Have you caught Pokémons? Pokémon GO is a popular game played by millions, but it scales extremely well. This blog is a behind-the-scenes look into how the Pokémon GO engineering team manages and maintains the scale. Joining me is James Prompanya, Senior Engineering Manager at Niantic Labs who leads the server infrastructure team for Pokémon GO. Let’s see what he had to say when I asked him about the architecture that powers this extremely popular game. Checkout the video!
Priyanka:What is Pokémon GO?
James: It’s not your typical mobile game. It’s a game that involves walking around to catch these little Pokémon creatures that are appearing all around you in the real world. It encourages you to go outside, explore, and discover things using augmented reality.
A big part of that is the community aspect of it. When the game first came out, we hadn’t built community features into the game yet, but players still met with others in real life, played together, and pointed out when rare, powerful Pokémon would appear. Everyone sees the same Pokémon, and shares the same virtual world, so when someone points out a Pokémon, you’d just see crowds of people running out after it. Nowadays, we make this a major part of the game by hosting regular live events such as community days, raid hours, all culminating in GO Fest, our annual celebration during the summer and our biggest event of the year.
During these events, transactions go from 400K per second to close to a million in a matter of minutes as soon as regions come online.
Priyanka:How does the Pokémon GO backend scale to handle peaks in traffic during events such as Pokémon GO Fest?
James:There are lots of services we scale, but Google Kubernetes Engine and Cloud Spannerare the main ones. Our front end service is hosted on GKE and it’s pretty easy to scale the nodes there — Google Cloud provides us with all the tools we need to manage our Kubernetes cluster. The Google Cloud console is easy to use, with detailed monitoring graphs, tools, and logging available to use with just a few clicks. The support we get from Google engineers is top notch, and they’re always able to assist at any given moment, or in preparation for our large events such as Pokémon GO Fest. We had Google engineers (virtually) sitting side by side with us ready to tackle any issues from running such a large scale event – it was like having an extra support team working directly with us.
At any given time, we have about 5000 Spanner nodes handling traffic. We also have thousands of Kubernetes nodes running specifically for Pokémon GO, plus the GKE nodes running the various microservices that help augment the game experience. All of them work together to support millions of players playing all across the world at a given moment. And unlike other massively multiplayer online games, all of our players share a single “realm”, so they can always interact with one another and share the same game state.
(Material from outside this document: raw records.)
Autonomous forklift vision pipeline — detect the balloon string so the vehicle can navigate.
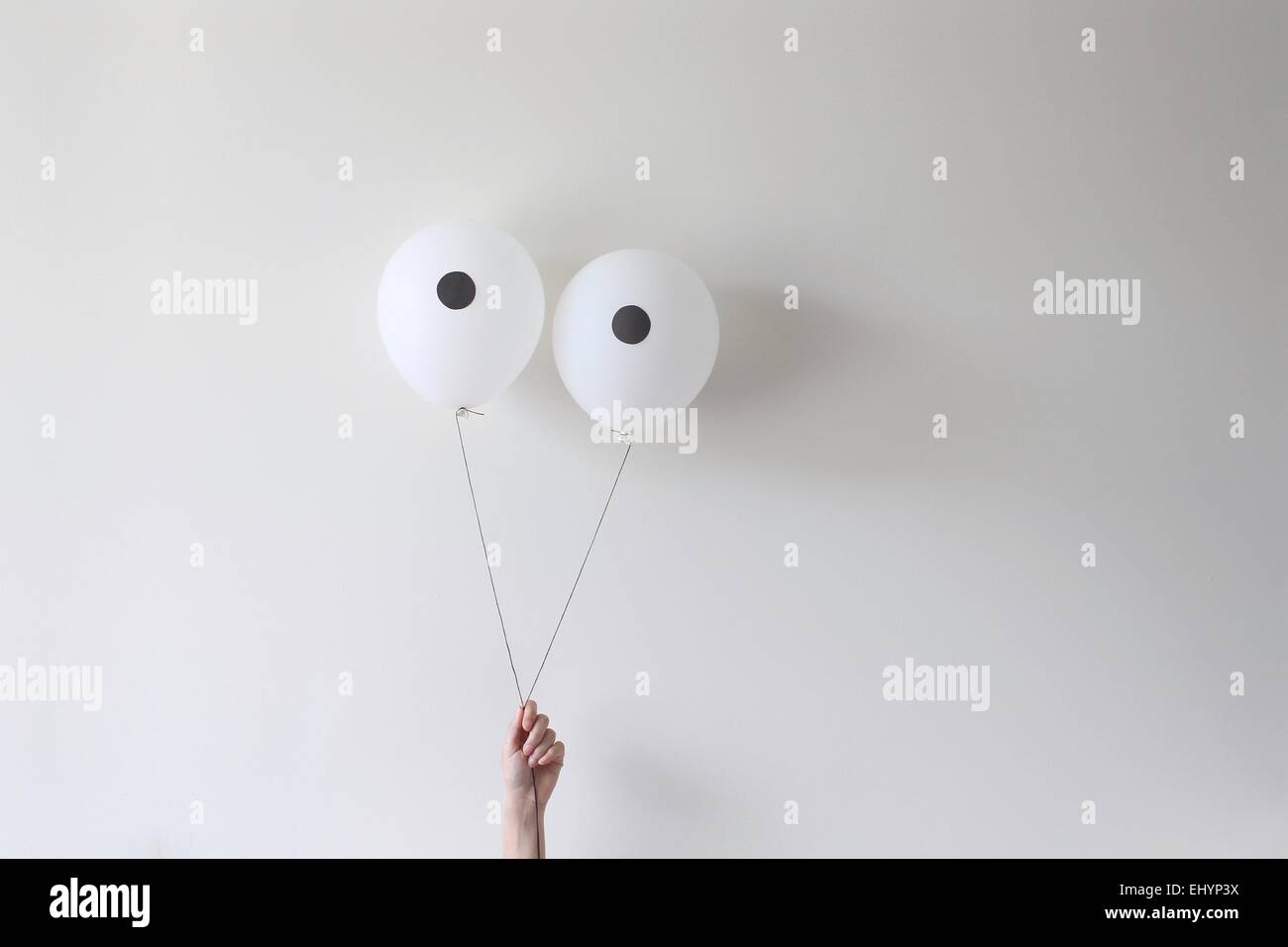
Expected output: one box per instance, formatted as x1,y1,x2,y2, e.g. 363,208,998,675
456,407,525,707
456,407,541,861
456,407,631,860
524,441,631,703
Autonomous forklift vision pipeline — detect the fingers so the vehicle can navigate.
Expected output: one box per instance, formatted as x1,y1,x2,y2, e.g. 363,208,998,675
533,730,564,767
523,714,554,756
505,707,523,753
528,729,555,767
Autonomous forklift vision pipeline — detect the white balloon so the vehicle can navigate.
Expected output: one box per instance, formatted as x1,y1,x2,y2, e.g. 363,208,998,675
376,222,546,407
554,250,720,414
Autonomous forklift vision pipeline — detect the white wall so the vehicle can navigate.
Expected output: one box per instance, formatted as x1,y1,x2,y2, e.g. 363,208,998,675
0,0,1288,856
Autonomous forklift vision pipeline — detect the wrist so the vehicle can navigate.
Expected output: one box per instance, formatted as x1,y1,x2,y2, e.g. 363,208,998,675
501,792,546,822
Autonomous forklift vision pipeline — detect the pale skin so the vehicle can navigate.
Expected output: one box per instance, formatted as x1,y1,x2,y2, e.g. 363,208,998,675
501,701,564,858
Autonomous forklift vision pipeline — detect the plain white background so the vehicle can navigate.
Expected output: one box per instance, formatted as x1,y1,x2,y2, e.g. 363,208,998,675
0,3,1288,856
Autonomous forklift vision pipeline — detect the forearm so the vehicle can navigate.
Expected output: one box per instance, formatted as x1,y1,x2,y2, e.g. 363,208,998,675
501,798,546,858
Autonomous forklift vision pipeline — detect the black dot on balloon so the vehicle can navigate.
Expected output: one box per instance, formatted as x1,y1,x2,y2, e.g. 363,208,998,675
613,305,653,346
438,270,474,309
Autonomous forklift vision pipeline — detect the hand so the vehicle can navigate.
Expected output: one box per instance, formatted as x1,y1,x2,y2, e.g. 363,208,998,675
501,701,564,809
501,701,564,858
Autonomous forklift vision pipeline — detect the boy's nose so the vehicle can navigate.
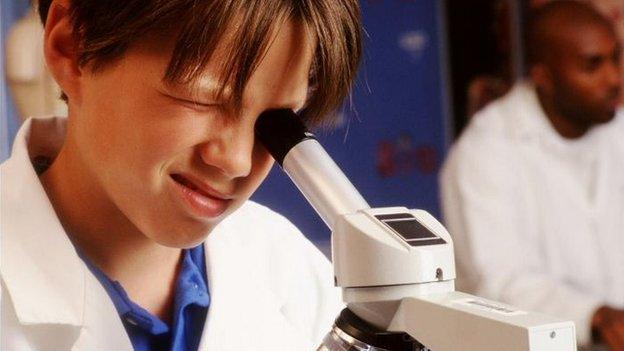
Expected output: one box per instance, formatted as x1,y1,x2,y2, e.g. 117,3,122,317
200,127,254,179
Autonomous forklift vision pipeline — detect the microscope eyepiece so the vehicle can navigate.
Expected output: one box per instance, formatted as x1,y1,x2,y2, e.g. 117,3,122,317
255,109,316,166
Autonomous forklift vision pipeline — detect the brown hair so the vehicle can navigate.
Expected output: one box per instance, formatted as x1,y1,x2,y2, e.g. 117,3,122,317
39,0,362,125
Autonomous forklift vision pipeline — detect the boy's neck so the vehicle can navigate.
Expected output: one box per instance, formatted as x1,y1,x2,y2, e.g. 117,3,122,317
40,135,181,321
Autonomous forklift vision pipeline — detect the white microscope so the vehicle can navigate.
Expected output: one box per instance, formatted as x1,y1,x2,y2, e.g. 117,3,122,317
256,109,576,351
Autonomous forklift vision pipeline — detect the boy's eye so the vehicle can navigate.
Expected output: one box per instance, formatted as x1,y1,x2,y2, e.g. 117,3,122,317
160,92,221,109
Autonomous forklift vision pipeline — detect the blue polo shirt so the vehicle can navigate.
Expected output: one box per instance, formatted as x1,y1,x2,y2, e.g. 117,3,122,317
80,245,210,351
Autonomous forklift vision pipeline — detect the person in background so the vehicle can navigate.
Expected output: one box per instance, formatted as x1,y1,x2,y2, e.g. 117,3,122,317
0,0,361,351
440,0,624,351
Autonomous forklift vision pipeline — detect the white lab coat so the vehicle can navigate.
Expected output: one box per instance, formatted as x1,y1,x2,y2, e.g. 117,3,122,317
0,119,342,351
441,83,624,345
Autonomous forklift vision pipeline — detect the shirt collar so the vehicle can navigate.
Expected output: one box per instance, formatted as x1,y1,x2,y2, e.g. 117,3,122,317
79,245,210,335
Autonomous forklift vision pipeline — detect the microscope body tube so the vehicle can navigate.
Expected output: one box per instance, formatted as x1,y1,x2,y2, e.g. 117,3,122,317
282,138,370,230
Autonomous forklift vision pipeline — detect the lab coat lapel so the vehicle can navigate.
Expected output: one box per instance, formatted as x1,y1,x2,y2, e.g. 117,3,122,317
0,119,132,351
199,214,312,351
72,274,133,351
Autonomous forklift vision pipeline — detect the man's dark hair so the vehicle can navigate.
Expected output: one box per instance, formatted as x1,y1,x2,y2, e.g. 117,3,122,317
39,0,362,124
525,0,615,67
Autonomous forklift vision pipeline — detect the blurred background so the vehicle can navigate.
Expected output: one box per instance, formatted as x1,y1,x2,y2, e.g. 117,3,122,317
0,0,624,253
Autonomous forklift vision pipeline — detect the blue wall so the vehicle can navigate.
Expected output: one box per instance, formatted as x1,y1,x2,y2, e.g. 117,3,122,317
254,0,450,243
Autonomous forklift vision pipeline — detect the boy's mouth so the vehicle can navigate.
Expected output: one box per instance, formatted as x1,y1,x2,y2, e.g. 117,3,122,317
170,174,231,218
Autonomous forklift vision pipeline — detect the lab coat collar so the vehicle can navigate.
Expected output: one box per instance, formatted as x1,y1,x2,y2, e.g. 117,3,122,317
507,80,556,141
199,206,315,351
0,118,85,326
506,80,624,148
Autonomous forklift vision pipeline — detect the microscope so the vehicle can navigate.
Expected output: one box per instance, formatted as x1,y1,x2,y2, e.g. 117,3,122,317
256,109,576,351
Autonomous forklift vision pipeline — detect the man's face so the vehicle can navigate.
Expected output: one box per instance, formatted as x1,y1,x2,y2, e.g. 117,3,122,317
550,25,622,127
70,23,312,247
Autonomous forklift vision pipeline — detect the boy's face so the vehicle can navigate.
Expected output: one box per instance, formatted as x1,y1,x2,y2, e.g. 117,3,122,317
70,22,312,247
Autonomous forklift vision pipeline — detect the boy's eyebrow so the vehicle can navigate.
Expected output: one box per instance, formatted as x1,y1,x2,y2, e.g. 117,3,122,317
165,77,232,100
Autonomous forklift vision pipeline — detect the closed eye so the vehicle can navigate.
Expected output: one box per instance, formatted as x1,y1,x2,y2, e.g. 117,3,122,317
159,91,223,109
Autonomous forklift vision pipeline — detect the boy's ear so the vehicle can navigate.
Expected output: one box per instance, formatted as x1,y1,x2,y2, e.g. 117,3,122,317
43,0,82,103
529,63,554,94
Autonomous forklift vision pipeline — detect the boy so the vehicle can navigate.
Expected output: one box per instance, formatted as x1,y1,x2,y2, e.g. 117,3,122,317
0,0,360,350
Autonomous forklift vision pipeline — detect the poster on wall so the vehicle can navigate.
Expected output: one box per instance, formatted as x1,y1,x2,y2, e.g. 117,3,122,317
253,0,449,252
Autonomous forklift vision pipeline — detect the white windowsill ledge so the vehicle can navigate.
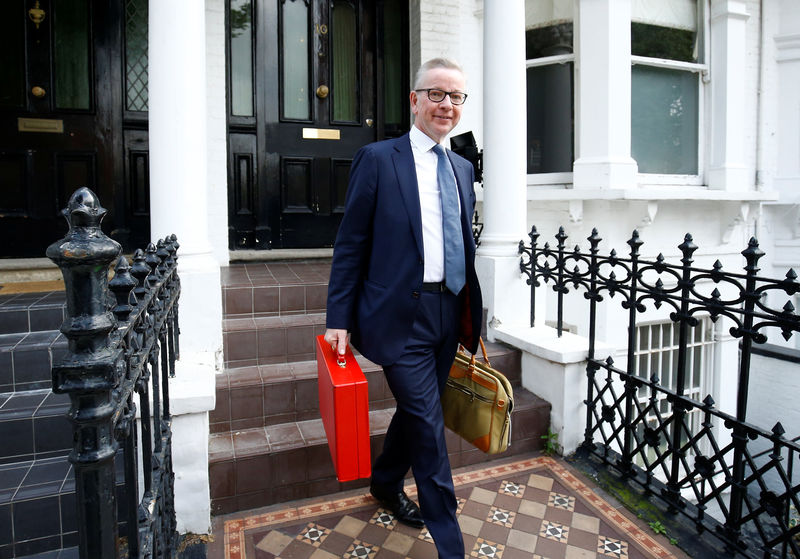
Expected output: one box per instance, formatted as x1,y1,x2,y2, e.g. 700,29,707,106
493,325,615,365
528,185,779,202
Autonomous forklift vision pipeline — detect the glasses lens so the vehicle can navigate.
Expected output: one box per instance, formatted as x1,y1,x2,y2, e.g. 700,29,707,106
428,89,445,103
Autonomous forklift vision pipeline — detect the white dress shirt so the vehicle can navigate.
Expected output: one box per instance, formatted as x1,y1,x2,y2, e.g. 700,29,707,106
409,126,461,282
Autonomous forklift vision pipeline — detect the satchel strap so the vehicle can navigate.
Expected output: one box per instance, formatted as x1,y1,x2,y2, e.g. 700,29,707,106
459,338,492,369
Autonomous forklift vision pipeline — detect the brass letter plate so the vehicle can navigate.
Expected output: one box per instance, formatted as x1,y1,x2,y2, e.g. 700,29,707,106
17,118,64,134
303,128,341,140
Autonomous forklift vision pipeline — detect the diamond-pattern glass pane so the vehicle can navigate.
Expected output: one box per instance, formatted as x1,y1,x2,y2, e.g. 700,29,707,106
125,0,148,111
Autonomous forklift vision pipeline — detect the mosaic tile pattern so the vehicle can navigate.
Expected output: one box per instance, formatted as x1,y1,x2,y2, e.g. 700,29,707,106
223,457,681,559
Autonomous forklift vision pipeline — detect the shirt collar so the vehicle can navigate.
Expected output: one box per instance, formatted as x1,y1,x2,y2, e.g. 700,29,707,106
408,126,436,153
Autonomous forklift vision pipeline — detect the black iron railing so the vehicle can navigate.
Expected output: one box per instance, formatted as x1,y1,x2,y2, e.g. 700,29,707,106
47,188,180,559
519,227,800,557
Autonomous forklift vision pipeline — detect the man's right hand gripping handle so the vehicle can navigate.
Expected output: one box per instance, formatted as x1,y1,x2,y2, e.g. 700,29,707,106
325,328,350,355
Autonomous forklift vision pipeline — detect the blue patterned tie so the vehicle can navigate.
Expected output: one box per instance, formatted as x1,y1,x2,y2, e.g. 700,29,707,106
433,144,464,295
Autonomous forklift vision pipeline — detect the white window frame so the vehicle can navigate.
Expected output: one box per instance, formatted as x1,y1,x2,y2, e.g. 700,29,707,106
631,0,710,187
525,52,576,186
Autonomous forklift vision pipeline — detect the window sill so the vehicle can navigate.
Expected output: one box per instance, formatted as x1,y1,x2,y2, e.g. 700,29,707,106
528,184,778,202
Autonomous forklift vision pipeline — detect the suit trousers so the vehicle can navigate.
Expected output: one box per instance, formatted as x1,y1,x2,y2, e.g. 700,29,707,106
372,291,464,559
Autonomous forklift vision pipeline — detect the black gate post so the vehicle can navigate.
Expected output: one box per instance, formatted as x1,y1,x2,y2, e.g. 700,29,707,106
47,188,121,559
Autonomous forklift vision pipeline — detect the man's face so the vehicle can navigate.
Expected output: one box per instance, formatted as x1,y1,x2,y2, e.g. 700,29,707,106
411,68,465,143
Priyanka:Were you always using Spanner? Or did you decide to make that architectural decision as the game got popular?
James:We started off using Google Datastore. It was an easy way to get started without having to worry about managing another piece of infrastructure. As the game matured, we decided we needed more control over the size and scale of the database. We also like the consistent indexing that Cloud Spanner provides, which allows us to use more complex database schemas with primary and secondary keys.
Finally, Datastore is non-relational with Atomic & Durable transactions, but we needed a relational database with full consistency. Spanner provides all of this, plus global ACID transactions.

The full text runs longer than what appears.